EP.54 | Why to use the Muscle & No-Foot Snatch for Weightlifting & CrossFit
by Blaine Burgess
Utilizing the Muscle AND No-Foot Snatch for Weightlifting & CrossFit
It's rather easy to get instantly confused when it comes to the seemingly endless variations of the Olympic Lifts. Unfortunately a disconnect is formed between Olympic Weightlifting and CrossFit, for example, leaving many in a state of confusion on what is RIGHT and WRONG. In this week's Bar Tip, Sam Hartman of Clintonville Barbell (home of CrossFit Clintonville), gives us a brief overview of these two movements.
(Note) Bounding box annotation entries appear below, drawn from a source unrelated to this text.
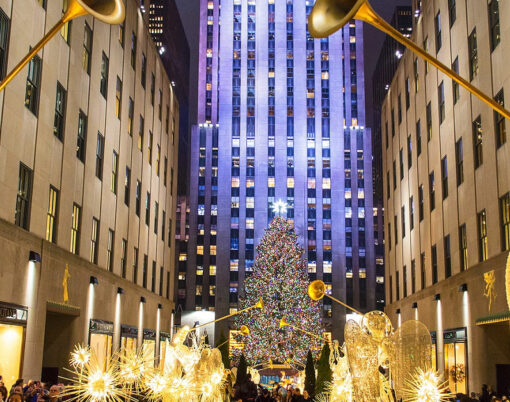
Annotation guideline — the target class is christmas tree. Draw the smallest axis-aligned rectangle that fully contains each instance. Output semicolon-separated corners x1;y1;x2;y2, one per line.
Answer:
236;216;323;365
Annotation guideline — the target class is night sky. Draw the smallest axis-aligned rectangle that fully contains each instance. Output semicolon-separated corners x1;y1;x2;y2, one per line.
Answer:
175;0;411;127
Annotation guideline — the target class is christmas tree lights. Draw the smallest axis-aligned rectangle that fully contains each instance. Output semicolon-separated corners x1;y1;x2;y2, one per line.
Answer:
235;216;323;365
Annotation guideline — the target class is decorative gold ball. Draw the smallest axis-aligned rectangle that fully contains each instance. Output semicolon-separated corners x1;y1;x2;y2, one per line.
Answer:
361;310;392;343
308;279;326;300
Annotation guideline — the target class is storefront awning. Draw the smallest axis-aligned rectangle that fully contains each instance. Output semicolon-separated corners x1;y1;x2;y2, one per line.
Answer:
476;311;510;325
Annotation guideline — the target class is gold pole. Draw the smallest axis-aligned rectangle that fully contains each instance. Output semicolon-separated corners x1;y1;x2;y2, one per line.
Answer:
354;1;510;120
324;293;363;315
188;299;264;333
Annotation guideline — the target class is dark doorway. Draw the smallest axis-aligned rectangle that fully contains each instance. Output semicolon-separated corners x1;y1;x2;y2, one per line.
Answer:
41;311;76;384
496;364;510;395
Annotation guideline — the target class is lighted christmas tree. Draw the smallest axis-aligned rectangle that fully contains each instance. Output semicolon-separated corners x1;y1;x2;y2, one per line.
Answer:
235;216;323;365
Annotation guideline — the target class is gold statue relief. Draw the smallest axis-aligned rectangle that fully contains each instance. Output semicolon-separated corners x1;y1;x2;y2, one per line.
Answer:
505;254;510;310
483;270;496;313
62;264;71;304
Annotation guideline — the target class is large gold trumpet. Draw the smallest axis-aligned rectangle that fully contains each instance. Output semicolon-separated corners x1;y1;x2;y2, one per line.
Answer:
308;0;510;120
188;297;264;336
0;0;125;91
306;279;363;316
279;317;325;341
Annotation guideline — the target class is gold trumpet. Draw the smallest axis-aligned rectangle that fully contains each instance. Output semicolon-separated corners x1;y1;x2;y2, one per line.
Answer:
306;279;363;316
308;0;510;120
188;297;264;335
0;0;125;91
279;317;325;341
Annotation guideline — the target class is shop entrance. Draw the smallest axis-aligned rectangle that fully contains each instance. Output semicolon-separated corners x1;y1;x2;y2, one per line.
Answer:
41;311;76;384
0;302;27;389
496;364;510;395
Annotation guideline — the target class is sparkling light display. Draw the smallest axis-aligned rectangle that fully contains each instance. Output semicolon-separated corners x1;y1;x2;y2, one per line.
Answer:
235;216;323;365
404;369;453;402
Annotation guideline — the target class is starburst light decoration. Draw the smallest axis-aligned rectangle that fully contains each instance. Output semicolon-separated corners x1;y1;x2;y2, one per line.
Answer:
404;368;453;402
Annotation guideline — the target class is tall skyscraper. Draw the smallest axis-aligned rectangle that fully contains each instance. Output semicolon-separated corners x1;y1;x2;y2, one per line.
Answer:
183;0;376;338
381;0;510;394
372;4;413;316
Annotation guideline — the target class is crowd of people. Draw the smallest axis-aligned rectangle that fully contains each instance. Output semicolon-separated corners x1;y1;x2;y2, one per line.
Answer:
0;376;64;402
451;384;510;402
231;374;312;402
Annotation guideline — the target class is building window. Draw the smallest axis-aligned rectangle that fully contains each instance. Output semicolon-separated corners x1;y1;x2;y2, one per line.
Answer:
115;76;122;119
76;110;87;163
420;253;427;290
124;166;131;207
131;32;136;69
407;135;413;169
145;191;151;226
459;224;468;271
400;206;406;239
82;22;92;74
119;23;126;48
402;265;407;297
25;56;41;116
106;229;115;272
69;204;81;254
437;81;445;124
426;102;432;141
494;89;506;148
135;180;142;217
110;151;119;194
151;261;156;293
429;172;436;212
128;97;135;137
416;120;421;156
473;116;483;168
142;254;149;289
409;196;414;230
147;130;154;165
406;77;411;110
154;202;159;234
452;56;460;105
468;28;478;80
398;148;404;180
477;209;488;262
133;247;138;284
443;235;452;278
441;156;448;200
431;245;437;284
60;0;71;44
151;73;156;106
120;239;127;279
159;267;164;296
434;12;443;53
138;116;145;151
418;185;425;222
163;156;168;187
455;138;464;186
448;0;457;28
53;81;66;141
140;53;147;89
489;0;501;50
90;218;99;264
499;193;510;251
411;260;416;293
99;52;110;99
46;186;58;243
0;9;10;80
14;163;33;230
In conjunction with Sam's instruction, we will break down both movements in a more molecular level to ensure that you are executing these two movements correctly.
THE MUSCLE SNATCH MAIN POINTS
STARTING POSITION
Barbell starts from the ground
Snatch grip with elbows at your sides
THE LIFT
Begin the lift just as you would a normal snatch
The difference occurs at the hip pocket (point of extension)
EXTENSION & FINISH
Fully extend the hips WITHOUT re-bending the knees and pulling yourself under the bar
Pull your elbows up as high as possible while keeping the barbell as close as possible
Once the bar is at its max height, turn it over and reach or punch into the bar to finish
WHY DO THIS?
THE TURNOVER
By using this drill you can help enforce proper mechanics in the third pull of the snatch
Can also serve as a great warmup drill prior to snatching
THE NO-FOOT SNATCH MAIN POINTS
THE START
Barbell starts from the ground
BEGIN with your feet in your LANDING OR RECEIVING POSITION
THE LIFT & FINISH
Begin your pull just like you would on a normal snatch
Execute the Snatch WITHOUT moving your feet
It's okay for your heels to come up briefly, but try to MINIMIZE THIS
WHY DO THIS?
Great for an athlete who begins their extension TOO EARLY, meaning their heels come up BEFORE the barbell reaches their hip pocket.
Another athlete this is great for is for someone who moves their feet too much when they pull themselves under the bar.